Daryl Smylie

Personal information
- Full name: Daryl Smylie
- Date of birth: 10 September 1985 (age 39)
- Place of birth: Richhill, Northern Ireland
- Height: 1.85 m (6 ft 1 in)
- Position(s): Midfielder

Team information
- Current team: Mariebo IK (assistant manager)

Youth career
- Lurgan Town
- 2001–2004: Newcastle United

Senior career*
- Years: Team / Apps / (Gls)
- 2004–2006: Newcastle United / 0 / (0)
- 2006: → Stockport County (loan) / 3 / (0)
- 2006–2007: Livingston / 17 / (0)
- 2007–2008: Östersunds FK / 17 / (2)
- 2008: Ljungskile SK / 12 / (4)
- 2009–2011: Kalmar FF / 13 / (0)
- 2009: → Jönköpings Södra (loan) / 13 / (4)
- 2010–2011: → Jönköpings Södra (loan) / 13 / (2)
- 2012–2019: Jönköpings Södra / 214 / (60)
- 2020–2021: Assyriska IK / 0 / (0)

International career
- Northern Ireland U19
- Northern Ireland U21 / 7 / (0)

Managerial career
- 2021-: Mariebo IK (assistant manager)

= Daryl Smylie =

Northern Irish footballer

Daryl Smylie (born 10 September 1985) is a former Northern Irish footballer and current assistant manager of Mariebo IK.

==Playing career==

Smylie started playing football for his local Boys Brigade team in Richhill County Armagh. He then started playing for Lurgan Town Boys in the Lisburn league. When he turned 16 he joined the Newcastle United youth academy. During the last two years, he trained with the first team but failed to make any first team appearances. In the 2005/06 season Smylie spent time on loan at Stockport County where he made his league debut. He joined Scottish First Division club Livingston on a free transfer in the summer of 2006, but was released at the end of the 2006/07 season.

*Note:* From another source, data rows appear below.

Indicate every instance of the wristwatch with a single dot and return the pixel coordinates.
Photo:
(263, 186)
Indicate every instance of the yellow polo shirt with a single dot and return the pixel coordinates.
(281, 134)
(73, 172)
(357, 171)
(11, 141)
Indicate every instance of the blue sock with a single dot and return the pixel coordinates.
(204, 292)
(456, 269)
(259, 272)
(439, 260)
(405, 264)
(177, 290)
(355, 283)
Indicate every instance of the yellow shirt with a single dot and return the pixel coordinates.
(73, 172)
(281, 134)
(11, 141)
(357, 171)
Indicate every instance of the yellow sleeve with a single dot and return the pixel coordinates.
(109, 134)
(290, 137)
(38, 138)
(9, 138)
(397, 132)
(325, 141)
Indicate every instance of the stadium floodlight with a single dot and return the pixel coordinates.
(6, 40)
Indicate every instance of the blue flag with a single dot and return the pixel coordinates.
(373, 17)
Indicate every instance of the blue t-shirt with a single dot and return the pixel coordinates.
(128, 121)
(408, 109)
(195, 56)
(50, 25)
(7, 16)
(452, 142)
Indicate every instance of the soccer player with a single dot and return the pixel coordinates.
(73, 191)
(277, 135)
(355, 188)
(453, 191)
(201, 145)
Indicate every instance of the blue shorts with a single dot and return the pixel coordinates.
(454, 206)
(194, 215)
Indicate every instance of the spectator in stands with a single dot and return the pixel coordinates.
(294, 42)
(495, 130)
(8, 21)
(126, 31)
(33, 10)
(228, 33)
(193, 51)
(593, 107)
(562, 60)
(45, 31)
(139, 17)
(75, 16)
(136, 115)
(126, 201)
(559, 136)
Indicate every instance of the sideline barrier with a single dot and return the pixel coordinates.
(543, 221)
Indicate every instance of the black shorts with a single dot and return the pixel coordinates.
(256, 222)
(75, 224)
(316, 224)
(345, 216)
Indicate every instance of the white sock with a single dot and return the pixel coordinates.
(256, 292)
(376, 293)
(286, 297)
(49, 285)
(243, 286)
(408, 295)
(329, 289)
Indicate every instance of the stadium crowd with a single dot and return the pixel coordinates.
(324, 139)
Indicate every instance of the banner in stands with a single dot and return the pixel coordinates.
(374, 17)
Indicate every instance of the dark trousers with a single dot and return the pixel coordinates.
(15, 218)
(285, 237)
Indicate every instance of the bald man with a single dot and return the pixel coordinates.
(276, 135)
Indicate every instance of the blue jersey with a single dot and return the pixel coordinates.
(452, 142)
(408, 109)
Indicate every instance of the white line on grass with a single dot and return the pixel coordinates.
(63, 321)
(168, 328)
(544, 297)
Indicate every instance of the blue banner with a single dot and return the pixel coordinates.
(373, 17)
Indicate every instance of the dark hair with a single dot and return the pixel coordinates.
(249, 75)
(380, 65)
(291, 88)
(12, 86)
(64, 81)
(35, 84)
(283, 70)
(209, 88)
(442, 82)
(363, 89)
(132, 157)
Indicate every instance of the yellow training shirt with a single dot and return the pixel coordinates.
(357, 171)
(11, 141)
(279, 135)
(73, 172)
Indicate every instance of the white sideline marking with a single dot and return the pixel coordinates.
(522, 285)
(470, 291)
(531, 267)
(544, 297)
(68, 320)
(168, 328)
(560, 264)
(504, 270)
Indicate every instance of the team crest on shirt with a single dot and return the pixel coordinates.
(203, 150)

That summer after being released, Smylie joined Swedish third-tier club Östersunds FK and played the second half of the 2007 Swedish football Division 1 season. He returned to Östersund the next year and had enough success during the first half of the season to be signed by English manager David Wilson who was in charge of Allsvenskan club Ljungskile SK. The club was relegated at the end of the year. Still, another Allsvenskan club signed Smylie, Kalmar FF. However, he struggled for playing time and was loaned out twice to Superettan club Jönköpings Södra until Jönköping finally signed him permanently on a 2+1 year contract at the end of 2011. The club won promotion to Allsvenskan.

On 13 January 2020, Smylie moved to Swedish Division 1 Södra club Assyriska IK.

==Coaching career==
After retiring from playing, Smylie was appointed as assistant coach of Mariebo IK in 2021.